ACQUE DI CONFINE
I.
Un turbinio, rumori umani, viali.
Quel che è successo infuria in un tempo
cristallizzato: l’aria è il passo
verso la costa, gli occhi che guardano
sono le case, il corteo, le panche.
Mantenere la vita, sollevarla
alla bocca, senza occhi a sponda della fine.
V.
Il tuo viso o anche soltanto l’inverno
dei passi, i larici: l’andare oltre
le panche della tua solitudine.
Perché è tanto il tempo dell’insonnia
e nella luce dissolvi i volti amati.
VIII.
Cani a valle, le nubi escoriate
nel freddo di sempre. Puoi ancora
sentire il gheppio che svola scoprendo,
prima e dopo lo sparo,
l’urlo dentro la nebbia,
il tempio del croco e del grano dove
sono disparse le ossa del nonno.
XVII.
Non si appiana la sete. È un altro giorno.
Scatole vuote, parole deposte a margine.
Costruzioni, una favola antica.
Ascolto il vaticinio dell’onda,
mi si riconosce figlia: s’infrange su un padre che
si recide la lingua.
DENTRO LA FOSCHIA
I.
Ogni cosa sussurrata alla luce
rivela gli occhi dell’uomo, mai il verbo
che dirige il sangue e lo nutre
delle voci dei suoi testimoni.
III.
Ogni parola è una casa divelta,
tra gli assetati nessuno più ignora
la propria ombra. Gorgheggi nell’acqua:
tutti conducono al medesimo sonno.
IX.
L’istante in cui pronuncio parola
appassisco e mi do alla luce,
alla voce che infiora.
XIII.
Rimanere negli abiti consunti
come dire un sentiero di impronte,
i cappotti infangati, ancora
seppellire l’infanzia. Non c’è vento
tra gli ulivi riarsi,
né altre età da annaffiare. Com’è
orfana questa sete senza lingua,
com’è rara quest’ombra che ci idrata.
CANCELLI
I.
L’urlo, la zolla spaccata, la breccia celeste.

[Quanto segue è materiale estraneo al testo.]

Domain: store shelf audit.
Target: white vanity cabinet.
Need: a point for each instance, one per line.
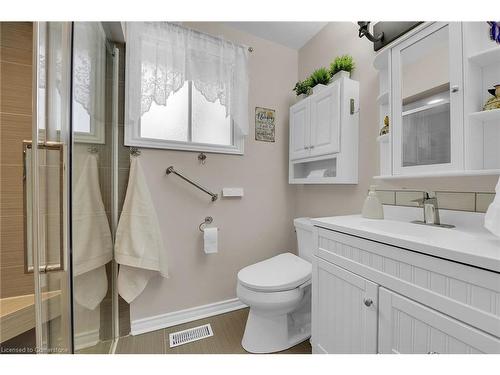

Quali acque cantare. Quale fine.
Lanterne di versi senza più sponda.
V.
Padre dentro di me precipitato,
serrato nella pelle delle cose
inabitate: per non smarrirmi, ora
che dietro la schiena
non più resiste
il calco dell’ombra al tuo passo,
le ferite ugualmente distanti,
riconoscimi almeno il tepore
dell’addio, ché a rimanere qui
affamati d’amore non si vive.
VI.
Case, sibili, madre: sottrazioni di voce
a fluire. Lo sguardo è sepolto
sotto la tua casa. Mani tronche
inseminano il tuo focolare.
XI.
Non esiste innocenza nel giorno: le nostre ombre
perse tra gli uccelli crollano sulle nuche.
SONO QUI AD ATTENDERE RIPARO
IV.
Necessaria ferocia, il diniego, l’attesa.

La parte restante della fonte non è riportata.